Doutor em Estudos Étnicos e Africanos, é professor, poeta, ficcionista e ensaísta. Autor, entre outros livros, de Deus é Negro, Íntimo Vesúvio e Laboratório de Incertezas.

Notas Sobre o Luto (Chimamanda Ngozi Adichie, Cia. das Letras, 2021) - Nesta obra comovente, uma das maiores vozes da literatura africana deixa de lado a ficção e a ensaística, linguagens que domina como ninguém, para mergulhar em aspectos biográficos do pai, o professor James Nwoye Adichie, morto durante a pandemia.

Gramática das Pedras (Fabrício Oliveira, Patuá, 2020) - O livro de estreia do poeta implica numa experiência única de leitura, em parte porque a célula rítmica dos poemas encontra-se perfeitamente afinada, em parte pelo abalo que provocam as imagens crepusculares, múltiplas e condensadas, cujo estímulo nasce das malhas da vida social.
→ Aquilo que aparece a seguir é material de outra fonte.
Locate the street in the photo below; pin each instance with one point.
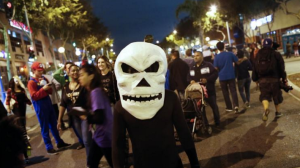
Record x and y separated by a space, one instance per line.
243 140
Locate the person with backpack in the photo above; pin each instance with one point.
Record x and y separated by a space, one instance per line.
269 72
224 62
243 77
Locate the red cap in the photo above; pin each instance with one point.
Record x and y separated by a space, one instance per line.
37 66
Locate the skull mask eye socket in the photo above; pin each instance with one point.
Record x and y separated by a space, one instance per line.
128 69
153 68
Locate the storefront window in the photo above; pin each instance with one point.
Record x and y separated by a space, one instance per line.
39 47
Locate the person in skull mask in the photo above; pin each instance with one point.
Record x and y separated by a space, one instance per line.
147 111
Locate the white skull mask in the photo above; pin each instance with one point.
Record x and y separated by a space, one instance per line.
140 71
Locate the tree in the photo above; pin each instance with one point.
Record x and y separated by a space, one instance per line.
54 15
195 9
283 6
214 22
93 33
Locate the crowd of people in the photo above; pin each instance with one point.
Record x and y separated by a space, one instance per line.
90 95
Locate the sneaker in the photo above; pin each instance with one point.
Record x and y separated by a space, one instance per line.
52 152
247 105
265 115
236 110
278 114
62 145
80 147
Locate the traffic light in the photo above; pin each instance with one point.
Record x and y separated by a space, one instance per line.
9 9
31 54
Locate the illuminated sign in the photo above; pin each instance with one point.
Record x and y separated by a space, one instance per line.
19 25
261 21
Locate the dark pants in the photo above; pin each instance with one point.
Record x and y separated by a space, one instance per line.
212 101
227 85
244 87
96 153
180 94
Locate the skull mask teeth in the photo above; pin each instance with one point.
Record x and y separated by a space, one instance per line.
140 71
142 98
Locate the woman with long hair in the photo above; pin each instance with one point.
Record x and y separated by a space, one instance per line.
16 94
100 115
108 79
17 99
74 95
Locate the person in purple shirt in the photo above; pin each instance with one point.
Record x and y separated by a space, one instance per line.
224 63
100 116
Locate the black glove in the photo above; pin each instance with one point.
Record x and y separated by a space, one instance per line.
192 155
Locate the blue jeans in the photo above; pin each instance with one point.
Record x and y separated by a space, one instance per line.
227 85
244 87
82 128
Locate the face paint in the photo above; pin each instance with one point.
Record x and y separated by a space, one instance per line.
140 71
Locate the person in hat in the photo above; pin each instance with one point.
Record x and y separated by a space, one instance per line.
269 72
39 89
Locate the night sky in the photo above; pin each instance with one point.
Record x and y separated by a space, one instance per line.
130 20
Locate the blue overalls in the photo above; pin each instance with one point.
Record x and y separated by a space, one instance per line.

Histórias e História da Bahia (Org, Fernando Oberlaender, Caramurê 2021) - A proposta de uma coletânea de ficções históricas foi apresentada a autoras/es, que – cada qual estando responsável por escrever sobre (ou a partir de) uma personalidade histórica – empreenderam o desafio de explorar as possibilidades de sentido abrigadas na fenda entre a realidade objetiva e a fabulação.

A Eternidade das Águas (Rita Queiroz, Penalux, 2021) - Os contos presentes neste livro não alcançariam uma realização tão completa se a autora lhes houvesse negado a sua poética, a delicadeza de sua linguagem fúlgida, efetiva, sem artificialismos. Nesse gesto, consiste o encanto desta obra, que nos toca pela força inegável da poesia.

Oroboro Baobá (Emmanuel Mirdad, Penalux, 2020) - Finalista do Prêmio São Paulo de Literatura na categoria melhor Romance de Estreia, o livro de Mirdad investe no estilo fantástico-realista, passando pela complexa elaboração de uma narrativa histórico-ficcional, em que a Mística do Tempo se presentificará como grande protagonista.